Control of magnetic spin states by various mixed anionic ligands in trinickel complexes: synthesis, crystal structures and physical properties

Abstract

This study provides an opportunity to control the magnetic spin of nickel atoms using various mixed anionic ligands. A series of linear trinickel complexes supported by two kinds of ligands, oligo-α-pyridylamido and sulfonyl amido/amido, were synthesized and their structures were determined by X-ray diffraction. The three nickel atoms of [Ni₃(Lpts)₂(dpa)₂] (1) (dpa⁻ = dipyridylamido, Lpts²⁻ = N,N′-bis(p-toluenesulfonyl)pyridyldiamido) display short Ni–N (∼1.90 Å) bond distances, which are consistent with a low spin state of Ni(II) ions, and exhibit spin states of (0, 0, 0) for the three Ni(II) ions. One of the terminal Ni(II) ions of [Ni₃(Lms)₂(dpa)₂(H₂O)] (2) (Lms²⁻ = N,N′-bis(4-methylsulfonyl)-pyridyldiamido) and [Ni₃(Lpts)₂(pepteaH₂)] (4) (pepteaH₂²⁻ = pentapyridyldiamidodiamine) bonded with an axial ligand exhibits a square pyramidal (NiN₄X) geometry with long Ni–N bond distances (∼2.10 Å) which are consistent with a high spin Ni(II) configuration. The spin states of these trinickel complexes are (1, 0, 0). Complex 2 and 6 can be interchanged by the removal or addition of an axial water molecule.
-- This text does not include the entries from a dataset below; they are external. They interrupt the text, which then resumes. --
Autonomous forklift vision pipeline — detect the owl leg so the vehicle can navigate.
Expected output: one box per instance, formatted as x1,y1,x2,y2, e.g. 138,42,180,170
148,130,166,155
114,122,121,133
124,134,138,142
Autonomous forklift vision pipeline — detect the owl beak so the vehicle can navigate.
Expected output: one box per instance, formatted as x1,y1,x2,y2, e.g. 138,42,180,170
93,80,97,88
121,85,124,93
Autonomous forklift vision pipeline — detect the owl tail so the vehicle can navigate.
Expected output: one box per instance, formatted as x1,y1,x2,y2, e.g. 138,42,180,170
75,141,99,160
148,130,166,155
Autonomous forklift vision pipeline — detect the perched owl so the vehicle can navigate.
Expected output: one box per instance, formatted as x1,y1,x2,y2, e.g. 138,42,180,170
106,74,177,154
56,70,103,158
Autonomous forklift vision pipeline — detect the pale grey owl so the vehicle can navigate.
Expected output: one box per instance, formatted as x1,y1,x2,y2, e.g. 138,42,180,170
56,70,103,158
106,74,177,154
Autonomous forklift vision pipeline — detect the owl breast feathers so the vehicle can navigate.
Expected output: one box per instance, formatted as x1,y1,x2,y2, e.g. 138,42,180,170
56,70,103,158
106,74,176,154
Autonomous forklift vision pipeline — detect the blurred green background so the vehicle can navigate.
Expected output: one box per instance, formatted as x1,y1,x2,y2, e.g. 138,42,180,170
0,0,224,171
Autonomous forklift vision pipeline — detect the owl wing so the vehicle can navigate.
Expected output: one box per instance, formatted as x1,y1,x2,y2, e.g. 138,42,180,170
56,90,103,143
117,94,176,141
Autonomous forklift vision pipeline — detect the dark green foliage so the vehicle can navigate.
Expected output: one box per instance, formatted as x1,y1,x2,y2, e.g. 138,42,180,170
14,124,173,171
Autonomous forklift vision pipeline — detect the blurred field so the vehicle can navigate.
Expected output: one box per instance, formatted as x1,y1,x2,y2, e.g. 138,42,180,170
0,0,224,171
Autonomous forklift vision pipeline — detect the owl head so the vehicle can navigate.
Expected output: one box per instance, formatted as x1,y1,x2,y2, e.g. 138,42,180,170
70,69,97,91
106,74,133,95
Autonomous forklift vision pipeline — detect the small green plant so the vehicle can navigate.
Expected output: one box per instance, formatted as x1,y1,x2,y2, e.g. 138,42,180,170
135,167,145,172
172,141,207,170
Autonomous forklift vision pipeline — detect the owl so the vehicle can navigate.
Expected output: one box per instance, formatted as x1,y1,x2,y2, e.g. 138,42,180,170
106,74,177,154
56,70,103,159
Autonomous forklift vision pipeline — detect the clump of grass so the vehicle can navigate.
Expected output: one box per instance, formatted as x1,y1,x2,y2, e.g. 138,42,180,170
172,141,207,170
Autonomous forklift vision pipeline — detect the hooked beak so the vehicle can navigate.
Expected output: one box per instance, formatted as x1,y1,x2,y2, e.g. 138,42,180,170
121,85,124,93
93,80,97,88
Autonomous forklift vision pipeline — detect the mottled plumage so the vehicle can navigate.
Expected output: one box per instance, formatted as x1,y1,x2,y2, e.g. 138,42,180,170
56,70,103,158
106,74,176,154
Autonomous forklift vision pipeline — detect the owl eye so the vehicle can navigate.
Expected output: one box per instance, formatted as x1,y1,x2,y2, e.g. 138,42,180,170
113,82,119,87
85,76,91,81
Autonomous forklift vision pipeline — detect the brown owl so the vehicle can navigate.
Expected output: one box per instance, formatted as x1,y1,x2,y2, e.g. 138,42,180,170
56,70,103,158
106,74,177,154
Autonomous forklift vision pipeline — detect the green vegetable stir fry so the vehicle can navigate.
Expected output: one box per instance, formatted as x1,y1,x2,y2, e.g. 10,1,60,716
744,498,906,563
The structural features of 6 are comparable with those of 1. Both the terminal Ni(II) ions in [Ni₃(LAc)₂(dpa)₂] (3) (Lac²⁻ = N,N′-biacetyl-pyridyldiamido) are in square pyramidal geometry and exhibit high spin. The spin states of the nickel ions in 3 are (1, 0, 1), and the two terminal nickel ions exhibit antiferromagnetic interactions. The molecular structure of [Ni₃(Lpts)₂(dpa)₂](BF₄) (5), which was obtained by the one-electron oxidation of 1, is similar to those of the neutral analogue 1, except for the presence of a counter anion to compensate for the positive charge on the Ni₃ core. All of the Ni–Ni bond lengths of 5 are slightly shorter (ca. 0.05 Å) than those in the neutral analogues. This is attributed to the formation of partial Ni–Ni bonding.